RayTaskError(ModuleNotFoundError): ray::IDLE (pid=62085, ip=192.168.1.1)
  File "python/ray/_raylet.pyx", line 414, in ray._raylet.execute_task
  File "python/ray/_raylet.pyx", line 417, in ray._raylet.execute_task
  File "python/ray/_raylet.pyx", line 434, in ray._raylet.execute_task
  File "/hadoop/yarn/local/usercache/hdfs/appcache/application_1608014057528_0041/container_e15_1608014057528_0041_01_000002/python_env/lib/python3.6/site-packages/ray/serialization.py", line 323, in deserialize_objects
    self._deserialize_object(data, metadata, object_id))
  File "/hadoop/yarn/local/usercache/hdfs/appcache/application_1608014057528_0041/container_e15_1608014057528_0041_01_000002/python_env/lib/python3.6/site-packages/ray/serialization.py", line 271, in _deserialize_object
    return self._deserialize_pickle5_data(data)
  File "/hadoop/yarn/local/usercache/hdfs/appcache/application_1608014057528_0041/container_e15_1608014057528_0041_01_000002/python_env/lib/python3.6/site-packages/ray/serialization.py", line 262, in _deserialize_pickle5_data
    obj = pickle.loads(in_band)
ModuleNotFoundError: No module named 'object_detection'
yangw1234 commented 3 years ago

You can try init_orca_context(..., extra_python_lib='your/local/package'). @hkvision Am I right?

GitEasonXu commented 3 years ago

It is not work that init_orca_context add extra_python_lib config.
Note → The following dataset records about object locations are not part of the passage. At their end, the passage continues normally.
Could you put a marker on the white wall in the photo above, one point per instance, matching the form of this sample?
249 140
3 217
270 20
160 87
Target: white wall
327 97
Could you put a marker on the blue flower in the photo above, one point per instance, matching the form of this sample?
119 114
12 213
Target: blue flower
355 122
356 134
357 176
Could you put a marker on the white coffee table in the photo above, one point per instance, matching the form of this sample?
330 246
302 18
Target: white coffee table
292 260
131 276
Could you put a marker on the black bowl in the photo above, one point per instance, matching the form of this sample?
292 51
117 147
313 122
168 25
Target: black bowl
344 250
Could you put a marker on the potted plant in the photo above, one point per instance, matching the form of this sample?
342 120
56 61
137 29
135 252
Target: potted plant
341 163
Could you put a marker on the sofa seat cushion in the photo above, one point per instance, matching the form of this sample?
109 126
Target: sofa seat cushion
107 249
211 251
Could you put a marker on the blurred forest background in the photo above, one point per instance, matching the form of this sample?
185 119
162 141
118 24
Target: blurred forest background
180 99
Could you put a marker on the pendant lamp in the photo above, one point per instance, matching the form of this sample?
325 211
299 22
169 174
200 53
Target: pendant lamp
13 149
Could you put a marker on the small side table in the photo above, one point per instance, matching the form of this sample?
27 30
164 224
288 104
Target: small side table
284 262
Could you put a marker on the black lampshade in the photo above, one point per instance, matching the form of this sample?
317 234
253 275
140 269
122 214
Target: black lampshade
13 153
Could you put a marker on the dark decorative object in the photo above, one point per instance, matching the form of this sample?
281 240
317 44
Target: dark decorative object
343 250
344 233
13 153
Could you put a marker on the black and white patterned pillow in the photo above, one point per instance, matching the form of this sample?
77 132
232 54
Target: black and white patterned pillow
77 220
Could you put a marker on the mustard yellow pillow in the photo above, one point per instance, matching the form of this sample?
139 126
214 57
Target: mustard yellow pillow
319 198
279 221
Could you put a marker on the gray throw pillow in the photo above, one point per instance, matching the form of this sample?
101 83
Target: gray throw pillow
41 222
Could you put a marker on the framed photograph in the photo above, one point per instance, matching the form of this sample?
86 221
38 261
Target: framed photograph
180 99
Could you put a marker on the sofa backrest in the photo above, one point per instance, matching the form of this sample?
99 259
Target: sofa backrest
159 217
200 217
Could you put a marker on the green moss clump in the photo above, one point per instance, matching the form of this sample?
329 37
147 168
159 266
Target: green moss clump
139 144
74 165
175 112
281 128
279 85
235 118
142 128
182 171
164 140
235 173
When I submit task to yarn manager, zoo pack current python env whether only include conda environment package and not the project file? So how does the yarn worker load the project file.

yangw1234 commented 3 years ago

@GitEasonXu The argument passed to extra_python_lib will be passed to --py-files in spark-submit command. The value should be a comma seperated .py, .zip or .egg files.

How do you use init_orca_context with extra_python_lib? Could you provide your code?

yangw1234 commented 3 years ago

@GitEasonXu did you try the suggestions above?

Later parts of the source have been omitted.